Legacy Entry Points#

SQLContext was the primary entry point for Spark SQL in Spark 1.x. As of Spark 2.0, it has been replaced by SparkSession. These classes are retained for backward compatibility only.

Deprecated since version 3.0.0: Use SparkSession.builder.getOrCreate() instead.

Note

Under Spark Connect, SQLContext.registerJavaFunction() and the whole HiveContext are not supported and raise PySparkNotImplementedError, since they rely on a JVM SparkContext that does not exist in Connect mode.

SQLContext#

SQLContext(sparkContext[, sparkSession, ...])

The entry point for working with structured data (rows and columns) in Spark, in Spark 1.x.

SQLContext.getOrCreate([sc])

Get the existing SQLContext or create a new one with given SparkContext.

SQLContext.newSession()

Returns a new SQLContext as new session, that has separate SQLConf, registered temporary views and UDFs, but shared SparkContext and table cache.

SQLContext.setConf(key, value)

Sets the given Spark SQL configuration property.

SQLContext.getConf(key[, defaultValue])

Returns the value of Spark SQL configuration property for the given key.

SQLContext.udf

Returns a UDFRegistration for UDF registration.

SQLContext.udtf

Returns a UDTFRegistration for UDTF registration.

SQLContext.range(start[, end, step, ...])

Create a DataFrame with single pyspark.sql.types.LongType column named id, containing elements in a range from start to end (exclusive) with step value step.

SQLContext.registerFunction(name, f[, ...])

An alias for spark.udf.register().

SQLContext.registerJavaFunction(name, ...[, ...])

An alias for spark.udf.registerJavaFunction().

SQLContext.createDataFrame(data[, schema, ...])

Creates a DataFrame from an RDD, a list, a pandas.DataFrame, or a pyarrow.Table.

SQLContext.registerDataFrameAsTable(df, ...)

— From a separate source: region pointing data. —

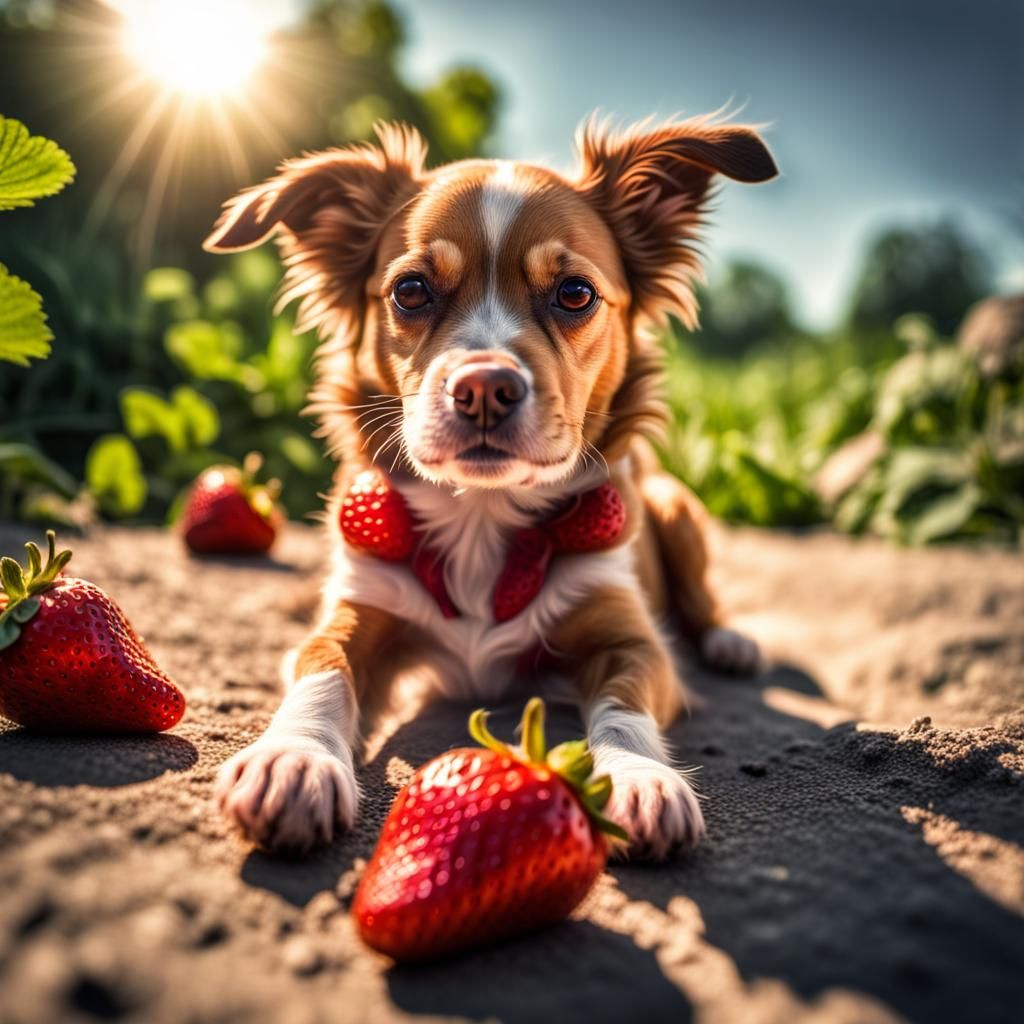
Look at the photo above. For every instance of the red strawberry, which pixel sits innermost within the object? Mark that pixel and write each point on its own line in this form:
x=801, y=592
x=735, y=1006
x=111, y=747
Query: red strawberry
x=69, y=658
x=522, y=578
x=593, y=524
x=375, y=519
x=485, y=844
x=228, y=513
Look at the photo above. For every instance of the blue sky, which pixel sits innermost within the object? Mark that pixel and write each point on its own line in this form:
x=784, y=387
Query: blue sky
x=881, y=112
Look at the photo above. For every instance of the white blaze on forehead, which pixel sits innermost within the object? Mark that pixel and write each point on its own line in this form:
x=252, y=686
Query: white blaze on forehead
x=489, y=323
x=501, y=201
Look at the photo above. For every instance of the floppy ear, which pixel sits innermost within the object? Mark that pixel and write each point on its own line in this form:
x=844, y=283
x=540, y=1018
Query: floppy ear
x=328, y=211
x=652, y=184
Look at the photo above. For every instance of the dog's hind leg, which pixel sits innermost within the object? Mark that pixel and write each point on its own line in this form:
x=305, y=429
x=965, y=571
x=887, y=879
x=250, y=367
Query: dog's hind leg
x=678, y=521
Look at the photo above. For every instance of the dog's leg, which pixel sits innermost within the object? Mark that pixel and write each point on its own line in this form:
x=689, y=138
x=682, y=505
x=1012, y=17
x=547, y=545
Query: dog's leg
x=295, y=785
x=677, y=518
x=628, y=686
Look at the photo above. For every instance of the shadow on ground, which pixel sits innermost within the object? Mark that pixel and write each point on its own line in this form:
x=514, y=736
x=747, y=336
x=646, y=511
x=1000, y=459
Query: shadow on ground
x=100, y=761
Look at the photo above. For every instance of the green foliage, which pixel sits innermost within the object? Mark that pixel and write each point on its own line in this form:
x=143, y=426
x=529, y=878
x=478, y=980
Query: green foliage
x=947, y=443
x=31, y=168
x=114, y=475
x=747, y=307
x=748, y=435
x=931, y=270
x=24, y=334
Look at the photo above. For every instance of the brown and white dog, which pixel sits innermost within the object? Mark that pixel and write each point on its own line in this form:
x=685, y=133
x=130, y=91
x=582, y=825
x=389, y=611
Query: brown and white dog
x=483, y=347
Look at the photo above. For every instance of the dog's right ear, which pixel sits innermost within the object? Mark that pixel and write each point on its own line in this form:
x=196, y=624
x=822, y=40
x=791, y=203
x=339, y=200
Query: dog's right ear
x=329, y=211
x=366, y=180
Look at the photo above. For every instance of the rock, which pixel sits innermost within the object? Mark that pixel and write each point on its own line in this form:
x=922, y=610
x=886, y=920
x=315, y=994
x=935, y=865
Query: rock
x=993, y=333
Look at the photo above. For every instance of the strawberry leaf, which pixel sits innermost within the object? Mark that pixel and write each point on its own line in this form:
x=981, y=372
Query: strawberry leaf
x=24, y=334
x=31, y=167
x=13, y=579
x=24, y=610
x=9, y=632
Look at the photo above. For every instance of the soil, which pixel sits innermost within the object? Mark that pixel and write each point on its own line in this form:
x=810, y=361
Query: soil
x=864, y=803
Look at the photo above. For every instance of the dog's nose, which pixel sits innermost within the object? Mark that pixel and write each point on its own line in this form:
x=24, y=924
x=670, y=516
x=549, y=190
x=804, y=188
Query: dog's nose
x=485, y=392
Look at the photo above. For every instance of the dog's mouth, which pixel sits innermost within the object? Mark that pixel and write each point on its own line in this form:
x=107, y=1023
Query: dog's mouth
x=483, y=455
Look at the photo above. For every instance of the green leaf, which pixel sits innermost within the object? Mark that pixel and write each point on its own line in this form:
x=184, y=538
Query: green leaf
x=24, y=334
x=13, y=578
x=944, y=516
x=199, y=416
x=24, y=610
x=9, y=632
x=301, y=453
x=168, y=284
x=211, y=351
x=147, y=415
x=114, y=474
x=31, y=167
x=24, y=464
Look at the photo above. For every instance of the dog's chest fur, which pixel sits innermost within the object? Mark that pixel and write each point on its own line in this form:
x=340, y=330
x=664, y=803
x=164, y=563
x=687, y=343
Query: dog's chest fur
x=473, y=529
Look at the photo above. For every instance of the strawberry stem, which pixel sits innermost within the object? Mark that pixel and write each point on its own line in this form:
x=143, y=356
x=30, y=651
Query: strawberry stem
x=534, y=742
x=571, y=761
x=479, y=731
x=22, y=588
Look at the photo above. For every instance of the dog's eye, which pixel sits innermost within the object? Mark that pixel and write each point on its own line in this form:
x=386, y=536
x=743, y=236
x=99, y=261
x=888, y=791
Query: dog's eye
x=576, y=295
x=411, y=293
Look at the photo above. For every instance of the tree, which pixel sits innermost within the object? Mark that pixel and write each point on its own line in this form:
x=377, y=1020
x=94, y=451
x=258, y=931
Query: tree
x=932, y=270
x=747, y=306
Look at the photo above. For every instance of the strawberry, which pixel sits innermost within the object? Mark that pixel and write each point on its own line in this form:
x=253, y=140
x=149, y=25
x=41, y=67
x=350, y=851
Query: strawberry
x=226, y=512
x=375, y=518
x=485, y=844
x=69, y=658
x=523, y=576
x=593, y=524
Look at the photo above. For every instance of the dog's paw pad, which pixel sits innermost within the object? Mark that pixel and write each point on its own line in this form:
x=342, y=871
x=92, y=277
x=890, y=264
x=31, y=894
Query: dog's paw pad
x=656, y=807
x=728, y=650
x=287, y=799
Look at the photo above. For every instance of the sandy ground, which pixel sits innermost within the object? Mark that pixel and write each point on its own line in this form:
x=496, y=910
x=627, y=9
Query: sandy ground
x=863, y=863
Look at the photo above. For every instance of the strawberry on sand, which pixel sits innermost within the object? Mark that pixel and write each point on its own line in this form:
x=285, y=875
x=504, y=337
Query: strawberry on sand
x=485, y=844
x=70, y=662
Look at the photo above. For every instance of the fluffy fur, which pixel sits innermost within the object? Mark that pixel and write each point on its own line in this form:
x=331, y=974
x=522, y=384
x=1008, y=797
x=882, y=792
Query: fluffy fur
x=489, y=248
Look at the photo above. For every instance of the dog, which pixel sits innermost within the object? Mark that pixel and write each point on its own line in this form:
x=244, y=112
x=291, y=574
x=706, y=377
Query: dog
x=489, y=386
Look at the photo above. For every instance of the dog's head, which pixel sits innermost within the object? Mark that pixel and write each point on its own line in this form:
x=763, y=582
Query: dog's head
x=483, y=315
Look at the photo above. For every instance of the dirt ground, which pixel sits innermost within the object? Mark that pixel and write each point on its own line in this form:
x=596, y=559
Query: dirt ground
x=864, y=803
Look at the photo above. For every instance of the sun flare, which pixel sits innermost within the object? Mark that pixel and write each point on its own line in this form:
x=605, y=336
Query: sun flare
x=197, y=47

Registers the given DataFrame as a temporary table in the catalog.

SQLContext.dropTempTable(tableName)

Remove the temporary table from catalog.

SQLContext.createExternalTable(tableName[, ...])

Creates an external table based on the dataset in a data source.

SQLContext.sql(sqlQuery)

Returns a DataFrame representing the result of the given query.

SQLContext.table(tableName)

Returns the specified table or view as a DataFrame.

SQLContext.tables([dbName])

Returns a DataFrame containing names of tables in the given database.

SQLContext.tableNames([dbName])

Returns a list of names of tables in the database dbName.

SQLContext.cacheTable(tableName)

Caches the specified table in-memory.

SQLContext.uncacheTable(tableName)

Removes the specified table from the in-memory cache.

SQLContext.clearCache()

Removes all cached tables from the in-memory cache.

SQLContext.read

Returns a DataFrameReader that can be used to read data in as a DataFrame.

SQLContext.readStream

Returns a DataStreamReader that can be used to read data streams as a streaming DataFrame.

SQLContext.streams

Returns a StreamingQueryManager that allows managing all the StreamingQuery StreamingQueries active on this context.

HiveContext#

HiveContext(sparkContext[, sparkSession, ...])

A variant of Spark SQL that integrates with data stored in Hive.